2. Pushing and Pulling
All crawling cells move by first protruding a cell front and subsequently retracting the cell rear. Some examples of cells moving on planar substrates coated with extracellular matrix proteins are shown in Fig. 2-1. The rate of motility is highly variable for different animal cell types, with the keratocyte from a fish scale leading at a speed of around 15µm per minute.
To give a rough guide, the fish epidermal keratocyte can move one cell diameter in about 2 mins, as compared to about 1h required by the fibroblast. Rather than reflecting differences in the rate of cytoskeleton turnover, this difference stems from differences in the coordination of the systems of motility and anchorage.
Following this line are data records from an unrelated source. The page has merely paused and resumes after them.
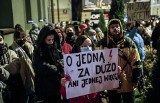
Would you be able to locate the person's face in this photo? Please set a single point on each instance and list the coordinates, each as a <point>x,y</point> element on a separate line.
<point>115,29</point>
<point>87,43</point>
<point>49,39</point>
<point>1,40</point>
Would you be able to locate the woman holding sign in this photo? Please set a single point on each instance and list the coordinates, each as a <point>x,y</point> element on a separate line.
<point>83,44</point>
<point>48,71</point>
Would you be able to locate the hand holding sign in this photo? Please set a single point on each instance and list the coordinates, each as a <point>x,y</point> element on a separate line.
<point>65,79</point>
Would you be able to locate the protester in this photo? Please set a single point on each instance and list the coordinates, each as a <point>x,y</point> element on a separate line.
<point>64,46</point>
<point>21,46</point>
<point>33,33</point>
<point>20,82</point>
<point>48,68</point>
<point>138,40</point>
<point>4,74</point>
<point>156,36</point>
<point>70,36</point>
<point>128,60</point>
<point>83,44</point>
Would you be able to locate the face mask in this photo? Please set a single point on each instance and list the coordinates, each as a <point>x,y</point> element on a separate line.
<point>85,49</point>
<point>3,49</point>
<point>93,38</point>
<point>20,42</point>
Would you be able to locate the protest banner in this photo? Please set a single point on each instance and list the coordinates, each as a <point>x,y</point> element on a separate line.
<point>138,10</point>
<point>91,72</point>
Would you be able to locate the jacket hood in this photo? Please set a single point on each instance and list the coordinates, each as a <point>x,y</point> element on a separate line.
<point>121,34</point>
<point>44,32</point>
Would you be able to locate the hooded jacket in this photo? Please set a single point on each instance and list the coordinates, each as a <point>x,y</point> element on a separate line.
<point>46,67</point>
<point>128,57</point>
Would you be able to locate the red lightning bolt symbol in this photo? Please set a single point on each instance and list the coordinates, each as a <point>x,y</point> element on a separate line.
<point>110,54</point>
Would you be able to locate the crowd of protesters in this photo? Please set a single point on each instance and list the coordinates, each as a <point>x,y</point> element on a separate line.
<point>32,67</point>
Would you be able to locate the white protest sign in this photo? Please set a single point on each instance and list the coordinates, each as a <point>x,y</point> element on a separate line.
<point>91,72</point>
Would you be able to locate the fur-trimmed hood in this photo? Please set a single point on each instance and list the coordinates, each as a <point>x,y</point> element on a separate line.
<point>109,35</point>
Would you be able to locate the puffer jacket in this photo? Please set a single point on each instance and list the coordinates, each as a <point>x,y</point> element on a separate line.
<point>128,59</point>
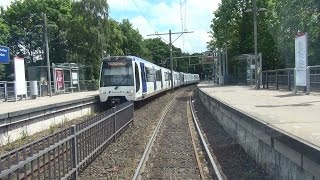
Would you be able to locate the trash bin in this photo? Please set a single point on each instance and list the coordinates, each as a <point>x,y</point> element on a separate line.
<point>33,89</point>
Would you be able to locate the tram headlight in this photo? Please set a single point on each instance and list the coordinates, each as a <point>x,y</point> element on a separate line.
<point>103,92</point>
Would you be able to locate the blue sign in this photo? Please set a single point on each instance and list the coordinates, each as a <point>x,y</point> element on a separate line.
<point>4,54</point>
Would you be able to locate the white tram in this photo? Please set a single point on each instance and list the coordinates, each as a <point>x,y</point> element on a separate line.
<point>129,78</point>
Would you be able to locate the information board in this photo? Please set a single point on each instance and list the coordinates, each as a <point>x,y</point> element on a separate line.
<point>4,55</point>
<point>59,79</point>
<point>20,77</point>
<point>301,59</point>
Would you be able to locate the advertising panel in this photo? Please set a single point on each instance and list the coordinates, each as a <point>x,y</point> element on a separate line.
<point>301,59</point>
<point>59,80</point>
<point>20,77</point>
<point>74,77</point>
<point>4,54</point>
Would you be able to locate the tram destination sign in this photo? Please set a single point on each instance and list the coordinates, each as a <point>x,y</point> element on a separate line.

In the keratocyte, protrusion and retraction are tightly coupled, whereby the body of the keratocyte rolls behind the broad lamellipodium front (Anderson et al. 1996)
Figure 2-2: The unique rolling motion of the epidermal keratocyte is revealed by placing fluorescent beads on the substrate: as the cell moves it picks up the beads and and they are incorporated in the cortex of the cell body. Note the movement of the two beads in the middle of the elliptical cell body. In this video, the cell has been made to “run-on-the-spot” so as to emphasise the rolling motion.
(Movie 2.1Mb) Click on picture to watch movie
The processes of protrusion and retraction are both driven by the turnover and reorganisation of the actin cytoskeleton. A schematic illustration of the actin cytoskeleton of a polarised fibroblastic cell is shown in Fig. 3-1 (section 3).